Right now a popular question in animal sheltering is ‘Are they a No Kill Shelter?’ Although a common question, many people don’t really understand what’s behind it. While the euthanasia rate in the US has dropped dramatically – from around 350,000,000 a year to 3,000,000 a year – there are factors into how those numbers get reported and why these animals are being euthanized. The bigger question is not if a shelter is No Kill, but if the shelter is Public or Private. This distinction is the most important question when going into a sheltering situation.

In every community you will find rescue groups and shelters. In many communities you may have places like a Humane Society, PAWS, or an SPCA. You may also have a City or County Animal Shelter. For the most part City and County shelters do not have the ability to turn away any animal that comes in from their jurisdiction. This means that every animal that is dangerous, every animal that is too sick to be rehabilitated, every animal with severe behavior issues, every animal that is too feral to be homed is taken in. No matter the size, breed, age, or temperament, these animals have to be accepted. For the most part a Humane Society, PAWS, SPCA or other rescue group has the right to refuse animals. They don’t have to take any animal they don’t think they can find a home for. They don’t have to take any animal that would suffer for being in a shelter. They don’t have to take any animal who’s history is unknown.

What this means for the No Kill movement is huge. In a Publicly run facility, they have a citizen obligation to keep the community safe. They have a liability to not adopt an animal out who is known to be vicious. Many Public shelters are also the only place that a low-income citizen has to bring her or his own pet to be euthanized when the time comes, as private euthanasia and cremation is extremely costly. The reasons that many Public facilities euthanize animals are the same reasons that you or I would want an animal euthanized: for the benefit of the animal and the safety of the community.
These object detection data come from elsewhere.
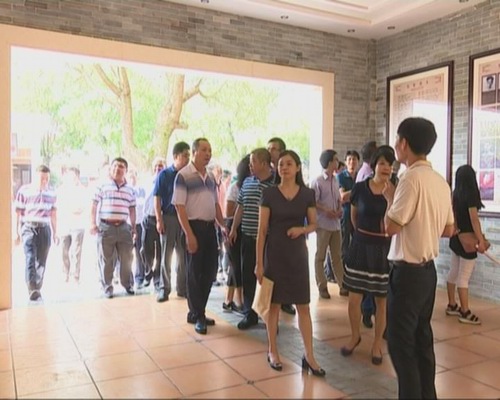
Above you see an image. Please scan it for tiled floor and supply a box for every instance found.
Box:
[0,285,500,399]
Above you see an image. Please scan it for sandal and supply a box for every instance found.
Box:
[445,304,462,317]
[458,310,481,325]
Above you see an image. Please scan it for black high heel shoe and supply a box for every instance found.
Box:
[340,336,361,357]
[302,356,326,376]
[267,353,283,371]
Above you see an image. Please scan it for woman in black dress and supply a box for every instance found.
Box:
[255,150,325,376]
[446,165,488,325]
[341,146,395,365]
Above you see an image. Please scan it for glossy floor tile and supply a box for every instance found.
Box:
[0,264,500,399]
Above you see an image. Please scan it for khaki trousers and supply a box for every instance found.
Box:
[314,228,344,291]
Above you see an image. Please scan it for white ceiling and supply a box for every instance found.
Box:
[168,0,485,39]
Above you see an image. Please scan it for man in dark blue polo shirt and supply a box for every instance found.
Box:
[153,142,190,302]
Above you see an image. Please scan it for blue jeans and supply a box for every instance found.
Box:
[21,222,51,294]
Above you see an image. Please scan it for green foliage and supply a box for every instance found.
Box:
[12,50,311,173]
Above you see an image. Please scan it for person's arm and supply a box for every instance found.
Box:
[469,207,487,253]
[254,206,271,283]
[14,209,23,246]
[128,206,137,240]
[229,204,243,244]
[90,201,98,235]
[226,200,238,218]
[154,196,165,235]
[175,204,198,254]
[351,204,358,231]
[50,208,59,244]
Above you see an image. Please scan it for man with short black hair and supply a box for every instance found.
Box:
[311,149,344,299]
[153,142,190,302]
[90,157,136,299]
[384,117,455,399]
[15,165,59,301]
[172,138,225,335]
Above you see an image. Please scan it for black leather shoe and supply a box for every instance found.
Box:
[281,304,297,315]
[238,317,258,331]
[30,290,42,301]
[194,318,207,335]
[187,313,215,326]
[363,314,373,329]
[156,289,168,303]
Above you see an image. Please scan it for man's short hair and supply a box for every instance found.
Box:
[267,137,286,151]
[345,150,360,161]
[191,138,210,153]
[172,142,188,157]
[361,140,377,162]
[370,145,396,171]
[251,147,271,165]
[319,149,337,169]
[36,164,50,174]
[111,157,128,169]
[398,117,437,155]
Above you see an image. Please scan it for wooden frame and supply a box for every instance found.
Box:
[386,61,453,183]
[467,49,500,217]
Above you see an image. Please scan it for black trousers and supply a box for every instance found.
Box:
[387,261,437,399]
[184,220,218,319]
[241,233,258,321]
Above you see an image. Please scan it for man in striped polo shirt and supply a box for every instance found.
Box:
[90,157,136,299]
[15,165,59,301]
[172,138,225,335]
[229,148,274,329]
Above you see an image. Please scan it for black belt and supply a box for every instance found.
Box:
[24,221,49,228]
[389,260,434,268]
[101,219,127,226]
[189,219,215,226]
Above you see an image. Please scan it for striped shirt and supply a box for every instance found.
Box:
[311,172,342,231]
[15,185,57,224]
[94,179,135,221]
[238,175,274,238]
[172,162,217,221]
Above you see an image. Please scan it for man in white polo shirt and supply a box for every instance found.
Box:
[384,117,454,399]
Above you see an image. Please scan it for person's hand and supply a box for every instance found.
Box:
[286,226,306,239]
[156,218,165,235]
[228,229,238,245]
[186,234,198,254]
[90,223,99,235]
[382,181,396,204]
[476,239,489,254]
[254,264,264,284]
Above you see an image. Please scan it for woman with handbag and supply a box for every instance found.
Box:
[255,150,326,377]
[446,165,489,325]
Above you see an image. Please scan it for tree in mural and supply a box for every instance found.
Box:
[94,64,202,168]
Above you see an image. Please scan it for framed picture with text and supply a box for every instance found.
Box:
[468,49,500,217]
[386,61,453,183]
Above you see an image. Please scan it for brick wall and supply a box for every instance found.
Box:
[0,0,376,158]
[0,0,500,299]
[376,0,500,300]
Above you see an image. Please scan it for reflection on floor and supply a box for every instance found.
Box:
[0,284,500,399]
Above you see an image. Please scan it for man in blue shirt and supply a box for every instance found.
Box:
[153,142,190,302]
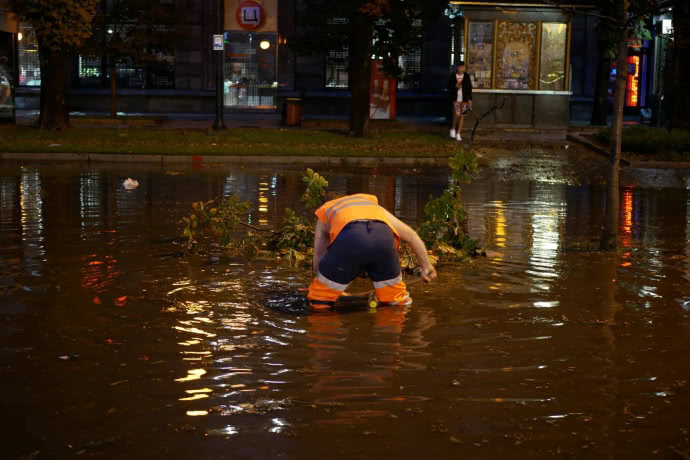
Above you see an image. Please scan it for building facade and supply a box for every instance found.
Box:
[0,0,17,123]
[15,0,598,127]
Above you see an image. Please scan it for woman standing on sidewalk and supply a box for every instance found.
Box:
[448,61,472,141]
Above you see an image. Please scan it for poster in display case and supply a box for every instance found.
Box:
[466,21,494,88]
[539,22,568,91]
[496,21,537,90]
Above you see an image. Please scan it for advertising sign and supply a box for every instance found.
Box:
[225,0,278,32]
[369,60,397,120]
[213,35,225,51]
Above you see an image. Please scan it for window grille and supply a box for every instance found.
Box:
[398,48,422,89]
[78,56,103,88]
[326,47,349,88]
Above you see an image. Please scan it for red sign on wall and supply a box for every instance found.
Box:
[369,60,397,120]
[235,0,266,30]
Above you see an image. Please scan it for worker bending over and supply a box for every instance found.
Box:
[308,193,436,311]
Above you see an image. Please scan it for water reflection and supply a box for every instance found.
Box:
[19,171,45,277]
[0,167,690,458]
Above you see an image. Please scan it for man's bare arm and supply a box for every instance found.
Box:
[386,210,436,282]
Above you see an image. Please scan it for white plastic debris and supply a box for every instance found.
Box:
[122,177,139,190]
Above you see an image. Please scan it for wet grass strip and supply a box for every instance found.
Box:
[0,126,460,158]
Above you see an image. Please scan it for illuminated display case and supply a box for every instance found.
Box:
[539,22,568,91]
[496,21,537,90]
[466,21,494,88]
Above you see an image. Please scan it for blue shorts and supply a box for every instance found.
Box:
[319,220,400,285]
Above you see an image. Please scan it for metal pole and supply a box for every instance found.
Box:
[213,0,226,130]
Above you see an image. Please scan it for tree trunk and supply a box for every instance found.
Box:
[349,14,373,137]
[670,0,690,130]
[601,0,629,250]
[38,44,71,131]
[110,58,117,118]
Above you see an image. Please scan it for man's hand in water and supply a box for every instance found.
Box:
[422,265,436,283]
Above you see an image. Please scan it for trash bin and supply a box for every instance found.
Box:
[285,97,302,126]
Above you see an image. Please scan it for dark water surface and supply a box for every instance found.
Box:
[0,162,690,458]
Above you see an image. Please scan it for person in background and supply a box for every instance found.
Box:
[308,193,436,311]
[448,61,472,141]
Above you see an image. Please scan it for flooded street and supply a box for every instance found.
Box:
[0,152,690,459]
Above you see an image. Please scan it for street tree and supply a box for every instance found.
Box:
[81,0,180,118]
[296,0,447,136]
[10,0,100,130]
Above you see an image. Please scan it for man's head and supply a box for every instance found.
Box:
[322,192,345,203]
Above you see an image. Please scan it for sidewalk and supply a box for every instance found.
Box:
[17,110,579,143]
On the flip side, a Private run facility can deny entry to any animal that they choose, thus making it so that they don’t have to make a choice of weather or not to keep an animal in it’s care. When you can take in only the fluffy, cuddly, loved animals and find them homes, you don’t have to euthanize them. There is no public safety to bear in mind, there is no health hazard to worry about. You have the freedom to do what is always seen as good and right, every time. Private shelters don’t have the pressures that public shelters do.
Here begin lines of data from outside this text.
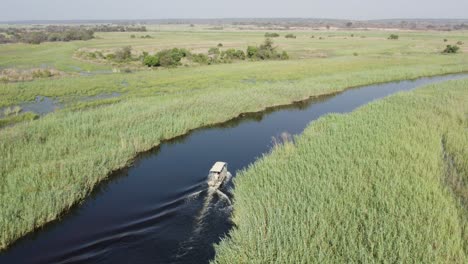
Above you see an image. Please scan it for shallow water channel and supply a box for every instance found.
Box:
[0,74,468,264]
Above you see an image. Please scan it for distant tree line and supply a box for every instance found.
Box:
[0,26,94,44]
[91,25,147,32]
[0,25,146,44]
[77,38,289,68]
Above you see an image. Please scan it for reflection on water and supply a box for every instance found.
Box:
[0,72,468,264]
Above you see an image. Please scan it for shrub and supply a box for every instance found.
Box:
[191,53,210,64]
[106,53,115,60]
[280,51,289,60]
[247,38,289,60]
[443,45,460,53]
[265,32,279,38]
[32,70,52,78]
[143,55,160,67]
[208,48,219,55]
[115,46,132,62]
[247,46,258,58]
[221,49,245,60]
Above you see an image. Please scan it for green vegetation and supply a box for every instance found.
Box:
[247,38,289,60]
[442,45,460,53]
[0,25,468,251]
[265,32,280,38]
[388,34,400,40]
[213,80,468,263]
[0,27,94,44]
[0,112,39,128]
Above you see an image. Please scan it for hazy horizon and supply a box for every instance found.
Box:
[0,0,468,22]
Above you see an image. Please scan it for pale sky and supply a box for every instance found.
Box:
[0,0,468,21]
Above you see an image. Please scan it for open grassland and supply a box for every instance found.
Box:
[0,28,468,248]
[214,80,468,263]
[0,25,468,109]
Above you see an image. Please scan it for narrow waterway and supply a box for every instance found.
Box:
[0,74,468,264]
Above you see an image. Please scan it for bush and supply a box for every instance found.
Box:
[280,51,289,60]
[208,48,219,55]
[191,53,211,64]
[115,46,132,62]
[221,49,245,60]
[143,55,160,67]
[143,48,190,67]
[265,32,279,38]
[443,45,460,53]
[247,38,289,60]
[247,46,258,58]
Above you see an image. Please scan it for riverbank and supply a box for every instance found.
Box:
[0,61,468,248]
[214,80,468,263]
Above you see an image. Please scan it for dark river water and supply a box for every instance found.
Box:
[0,74,468,264]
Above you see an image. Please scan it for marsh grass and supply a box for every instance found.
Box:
[213,80,468,263]
[0,63,468,248]
[0,28,468,248]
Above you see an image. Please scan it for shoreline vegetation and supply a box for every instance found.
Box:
[0,69,466,249]
[213,79,468,263]
[0,25,468,250]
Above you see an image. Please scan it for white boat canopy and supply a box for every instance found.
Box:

In a No Kill situation, many times animals spend the rest of their life in a kennel, with little socialization, little human companionship, and with little hope. There are of course, exceptions to the rule. There is a growing network of families that will take in these animals, but as they fill up, where do the rest go? Any way you look at it, some animal will be displaced. Is it better to let the animal that will suffer live out a life of nothing or is it better to let a healthy animal loose it’s life? Nobody wants to make that choice, but often shelters don’t have one.

So when you go into a sheltering situation, don’t ask if they are a No Kill facility, ask what the entry policy is, and what the euthanasia policy is. Just because they have to make a choice for an animal, doesn’t mean it’s the wrong choice. Everyone in the Animal Care industry is (or should be) after the same goal: to place as many homeless animals properly as they can.